Saturday, February 22nd, 2020

Pour plus de transparence et de dialogues en Haïti.

Nous avons en Haïti un bel héritage dans le combat pour la libre circulation des idées, imposée d’ailleurs par la Constitution. Mais comme le soulignait récemment le Dr Georges Michel, qui a participé à sa rédaction, nous avons créé de grandes avenues de libertés; il nous faut maintenant les consolider et les défendre!

Un pays où la population est bien informée est plus apte à s’épanouir démocratiquement, cela va de soi. C’est pourquoi je pense qu’il est important qu’Haïti soit doté d’une presse libre et rigoureuse. Dans cette perspective, mes objectifs et ceux des diverses associations de journalistes et de médias sont les mêmes : préserver les acquis de la liberté de la presse, conserver le droit d’enquêter et le devoir d’informer. Le bien commun en dépend.

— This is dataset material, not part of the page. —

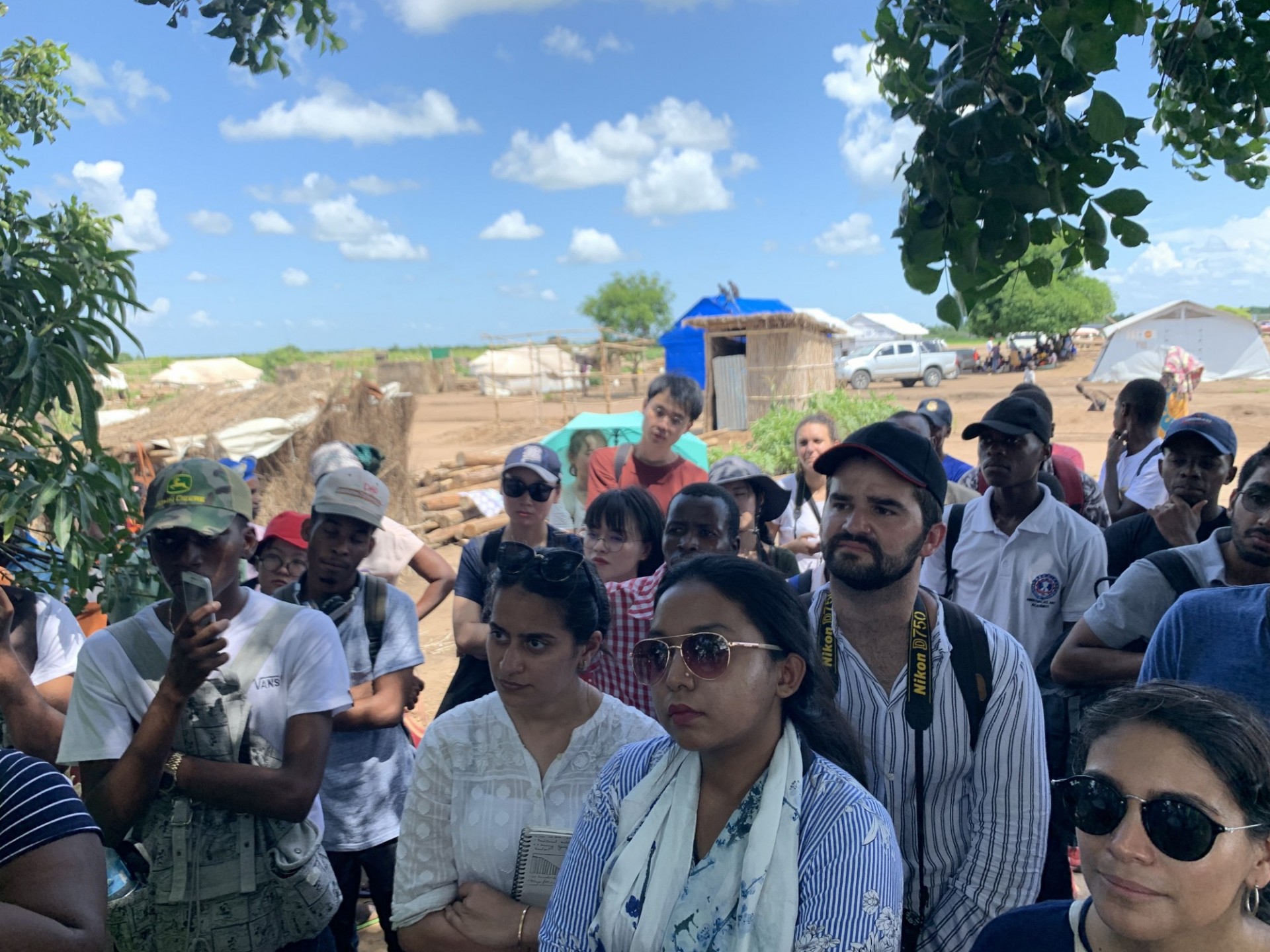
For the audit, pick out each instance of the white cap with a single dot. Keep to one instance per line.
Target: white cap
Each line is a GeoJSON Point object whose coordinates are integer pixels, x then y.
{"type": "Point", "coordinates": [355, 493]}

Tout le monde souhaite le libre accès à l’information et la liberté de l’information.

Ainsi, dès que la ratification au poste de premier ministre aura lieu, je promets d’améliorer les espaces de liberté de la presse, mais aussi les conditions de vie des travailleurs de la presse en supportant les dispositions que ceux-ci adopteront. Après tout, ce sont eux qui génèrent les idées et les nouvelles sur les ondes, sur le papier et sur les réseaux sans fil. En ce sens, nous allons promouvoir la liberté d’expression, encourager les médias communautaires et lutter sans relâche contre les violences faites aux journalistes. Mais nous pouvons faire plus encore!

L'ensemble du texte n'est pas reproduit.